At the end of October, Prime Minister Viktor Orbán told journalists that the buyback was “imminent”, arguing that it was right that the country’s only major international airport to be in Hungarian hands, and the economy was strong enough to do that.

“The purchase can be closed at any moment,” Orbán said.

Matolcsy, however, warned that there were several arguments against the purchase.

Wrong timing

Matolcsy wrote that while the purchase might at first sight be opportune, it was in fact not.

“The coronavirus crisis caused an economic crisis that we managed to deal with, but at the cost of a declining budget deficit, running out of public debt, rising foreign currency public debt, deteriorating current account, soaring inflation, and a forced central bank turnaround. Our financial vulnerability has increased significantly, as Hungarian data is currently the most unfavorable in the region in terms of financial balance,” Matolcsy wrote. “The planned repurchase of the airport from a foreign currency loan therefore poses a serious financial risk that is not worth taking on.”

The price is too high

“The golden rule of investment is ‘buy low, sell high.’ We would do just the opposite, because we would take back at great cost what we sold quite cheaply, and when the price wasn’t the biggest problem. The sale of the Budapest airport was a national strategic sin and an economic strategic mistake,” Matolcsy wrote “The deal is very similar to the privatizations in the energy sector a decade ago carried out by the liberal political leadership. Let’s follow another golden rule of investment instead: ‘“Don’t throw good money after bad’.”

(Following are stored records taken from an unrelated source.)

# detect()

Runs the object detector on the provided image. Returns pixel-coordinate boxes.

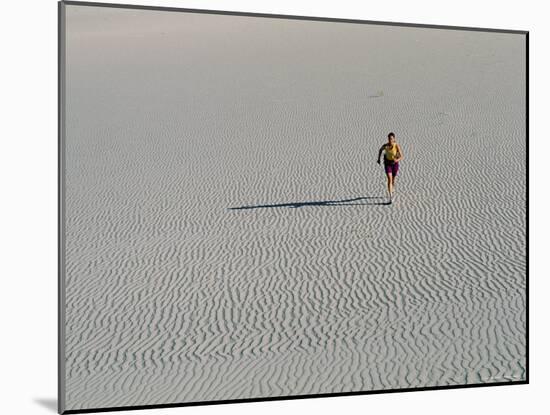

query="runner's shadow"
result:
[228,196,390,210]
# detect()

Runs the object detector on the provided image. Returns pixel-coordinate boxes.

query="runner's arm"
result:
[395,144,403,163]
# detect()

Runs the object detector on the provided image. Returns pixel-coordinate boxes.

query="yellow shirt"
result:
[384,143,397,161]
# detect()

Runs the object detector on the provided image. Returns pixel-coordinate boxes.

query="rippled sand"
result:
[61,6,526,409]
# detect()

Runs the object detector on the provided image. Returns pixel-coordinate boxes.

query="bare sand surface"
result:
[65,6,526,409]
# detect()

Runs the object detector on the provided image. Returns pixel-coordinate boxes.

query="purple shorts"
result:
[384,160,399,177]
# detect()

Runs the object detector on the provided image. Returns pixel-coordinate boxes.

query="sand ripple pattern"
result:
[62,6,526,409]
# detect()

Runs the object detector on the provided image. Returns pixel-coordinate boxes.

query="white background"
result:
[0,0,550,415]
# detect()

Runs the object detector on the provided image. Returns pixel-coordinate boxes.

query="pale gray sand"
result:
[62,6,526,409]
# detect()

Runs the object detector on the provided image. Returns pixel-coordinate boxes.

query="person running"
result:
[377,133,403,201]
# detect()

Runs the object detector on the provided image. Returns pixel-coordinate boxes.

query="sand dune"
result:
[65,6,526,409]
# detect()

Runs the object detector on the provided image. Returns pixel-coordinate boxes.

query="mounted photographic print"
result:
[59,1,528,413]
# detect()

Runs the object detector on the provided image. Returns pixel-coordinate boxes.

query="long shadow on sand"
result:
[228,196,390,210]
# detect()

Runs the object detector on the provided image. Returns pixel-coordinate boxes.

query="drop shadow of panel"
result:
[227,196,391,210]
[34,398,57,413]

The region doesn’t need a central airport hub

“The Carpathian Basin will not be a megacity or a large region, but it is well on its way to becoming a medium-sized region. Thus, it does not require a global hub, but it does need an advanced aviation network,” Matolcsy wrote. “This will require a medium-sized central airport and several smaller, regional ‘smart’ airports, which will be regional hubs for freight, drone-based transport, air taxis, and other new services.”

About the Budapest Airport

The airport is currently owned 55.44 percent by German AviAlliance GmbH, which is also the de facto operator, with the other two owners a Singapore investment fund with 23.33 percent and a Canadian pension fund with 21.23 percent. According to press reports, the bidding Hungarian consortium is offering €4.44 billion for the airport, which the foreign owners are said to have found sufficient.